Deduplication, Freshness, and the Cassandra Data Model

The NoSQL Storage (Cassandra) is crucial for managing the state of billions of URLs. Its data model must support two extremely fast lookups:

Politeness: Quick retrieval of the last crawl time.
Deduplication (FR-04): Quick check if a newly discovered URL has already been processed.

Cassandra Schema Design:

Field	Description	Purpose
url_hash (Primary Key)	A unique hash of the full URL (e.g., SHA-256).	Fast Deduplication (FR-04) and uniqueness guarantee.
hostname	The host portion of the URL.	Used for politeness lookups and partitioning data.
last_crawl_time	Timestamp of the last successful fetch.	Required by the Scheduler for Politeness (NFR-02).
etag_header	The ETag value from the last response.	Required for Optimization (NFR-04).
status	Current state (e.g., TO_CRAWL, CRAWLED, PERMANENT_FAIL).

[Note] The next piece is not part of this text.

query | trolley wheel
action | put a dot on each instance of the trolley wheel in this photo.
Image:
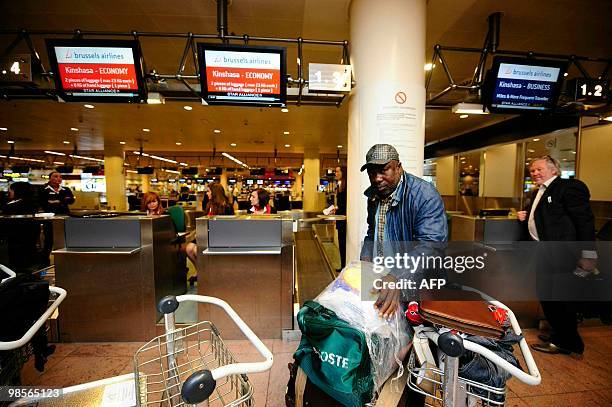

Optimization and Resilience Flow
The design incorporates advanced features for efficiency and reliability:

Bandwidth Optimization (NFR-04): Downloader Workers check the Cassandra store for the etag_header and last_crawl_time. They then use the HTTP headers If-Modified-Since and If-None-Match(using the ETag) in the request. If the content is unchanged, the server returns a 304 (Not Modified), saving significant bandwidth and processing load.
Resilience (NFR-03): The retry mechanism is implemented in the Downloader Worker:
- Retry Path: Transient errors (e.g., timeouts, 5xx errors) trigger a message sent back to the Download Queue with a scheduled delay tag, implementing Exponential Backoff (2^n delay, max 3 retries).
- Permanent Fail Path: After the retry limit is exhausted, the URL is routed to the Dead-Letter Queue (DLQ) (NFR-03) for out-of-band analysis, preventing toxic messages from clogging the system.
DNS Caching: The Downloader Workers utilize a local DNS Cache (Redis) to minimize latency and reduce reliance on external DNS lookups for frequently accessed hosts.